バリ犬
バリ島を訪れて驚くのは犬の多さである。推定で40万匹はいるらしい。インドネシアは国民の8割がイスラム教徒で、宗教上の理由から犬を嫌うが、ネックレスの様に連なる島々の中で、バリ島だけが人口の9割をバリ・ヒンドゥー教徒が占める。彼らは犬への抵抗感が無い、というより犬には厄よけの力があり村を守ってもらっていると信じている。実際、村々を歩いていると、目が良いのか鼻がきくのか、遙か遠くから私を見つけてけたたましく吠える。それが次々リレーされ、結局村を出るまで延々と続くのだ。満月の夜、月光で写真を撮ろうと森を歩いていると遠くの家で犬が吠える。するとすぐさま村の青年が駆け寄って来たことがある。

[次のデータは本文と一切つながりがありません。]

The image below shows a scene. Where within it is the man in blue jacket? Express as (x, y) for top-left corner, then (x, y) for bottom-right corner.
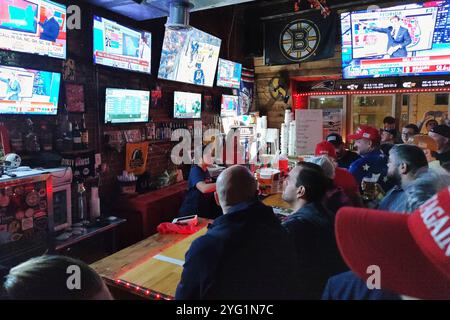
(363, 15), (412, 58)
(35, 8), (60, 42)
(348, 125), (394, 193)
(281, 162), (347, 299)
(175, 165), (300, 300)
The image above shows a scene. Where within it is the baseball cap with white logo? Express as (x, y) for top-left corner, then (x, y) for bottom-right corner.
(347, 125), (381, 143)
(336, 186), (450, 299)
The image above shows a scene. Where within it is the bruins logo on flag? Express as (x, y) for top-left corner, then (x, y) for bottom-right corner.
(279, 19), (320, 62)
(265, 11), (337, 65)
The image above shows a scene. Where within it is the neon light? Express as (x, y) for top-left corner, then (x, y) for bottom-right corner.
(296, 87), (450, 96)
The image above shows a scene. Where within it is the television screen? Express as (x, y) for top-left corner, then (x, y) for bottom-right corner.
(158, 27), (221, 87)
(221, 94), (239, 117)
(341, 1), (450, 79)
(0, 65), (61, 115)
(0, 0), (67, 59)
(104, 88), (150, 124)
(93, 16), (152, 74)
(173, 91), (201, 119)
(216, 59), (242, 89)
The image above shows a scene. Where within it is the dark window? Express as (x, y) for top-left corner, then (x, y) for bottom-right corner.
(402, 95), (409, 106)
(435, 93), (449, 105)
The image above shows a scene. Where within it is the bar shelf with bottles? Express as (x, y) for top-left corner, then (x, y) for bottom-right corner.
(144, 116), (221, 143)
(54, 106), (89, 153)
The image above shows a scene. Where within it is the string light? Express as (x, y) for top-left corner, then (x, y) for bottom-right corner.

最近になってペットとしての犬が飼われるようになったが、ほとんどが薄汚い、色の混じったいわゆるバリ犬である。一応どこかの家に属しているようなのだが放し飼いになっている。狂犬病が流行った年に観光客が噛みつかれたということで、州知事が野犬狩り令を出した事もあった。犬を大切にしている家では首輪や布を巻いて「飼い主がいる」というサインにしていた。
生まれたての子犬は子供たちのペットとして可愛がられているが、それもわずかな間。すぐに野犬化し「自由」と引き換えに過酷な日々を生き抜いていかなければならない。パサール(市場)でゴミを漁り、チャナン(奉げ物)にくっついたわずかなご飯をなめ何とかその日を生き延びている犬も多い。皮膚病で毛が抜け落ちたり、怪我を負ったもの、骨と皮だけに痩せ細ったものもよく見かける。日が暮れて、路上にサテ(串焼き)を焼く匂いが流れると犬達がソワソワと周りをうろつきだす。いつもははダレている犬達も夜になると性格が急変する。夜、ガメランの音に誘われて寺へ出かける途中で数頭の群れに囲まれた。石を投げても怯むこともなくその数が増し、結局、バッグを振り回しながら宿まで退散したこともあった。
そんな犬どもも日中はのんびり道の真ん中に寝そべり、車が近づくとぶつかる間際のそっと立ち上がり嫌々ながら脇による。そして「あいつら我々を轢かないよ」と人間の心を見透かした眼で見上げる。